Türk dış politikası, AK Parti dönemiyle birlikte yumuşak güç ve kamu diplomasisi aracılığıyla daha işlevsel hale gelmiş olsa da özellikle Arap Baharı sonrasında yaşanan pek çok sorun sert güç kullanılarak çözülmüştür. Ancak Filistin meselesinin çözümünde, yumuşak güç öncelikli olarak kullanılmaya devam edilmektedir. İsrail’in Lübnan’a yönelik saldırganlığı, Filistin meselesinin çözümsüzlüğü halinde Türkiye için büyüyen bir tehdit oluşturduğunun göstergesi olarak değerlendirilmektedir. AK Parti, ülkenin güneyinde (Irak, Suriye, Libya ve Akdeniz’de) ve doğusunda (Azerbaycan’da) karşılaştığı tıkanıklıkları sert güç kullanarak aşabilmişken, Filistin meselesinde bu yolu tercih etmekten kaçınmaktadır. Bu durum, AK Parti’nin dış politikadaki milliyetçilik anlayışını sorgulamayı gerektirmektedir.

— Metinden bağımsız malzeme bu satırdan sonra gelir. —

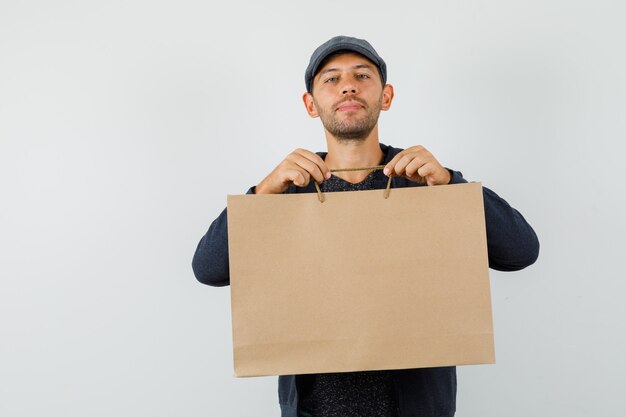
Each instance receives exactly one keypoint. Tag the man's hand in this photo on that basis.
(297, 168)
(418, 165)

Yapılan doküman incelemesi ve literatürdeki yeni kaynaklardan faydalanılarak, AK Parti’nin Filistin meselesindeki sert güce yaklaşmama gerekçeleri ve Filistin’e yönelik milliyetçilik anlayışı değerlendirilmiştir. Sonuç olarak, AK Parti’nin Filistin meselesinde pragmatist bir yaklaşım sergileyerek teritoryal milliyetçiliği öncelediği ve diplomasi ile yardımlar aracılığıyla muhafazakâr milliyetçilik anlayışını uygulamaya çalıştığı tespit edilmiştir.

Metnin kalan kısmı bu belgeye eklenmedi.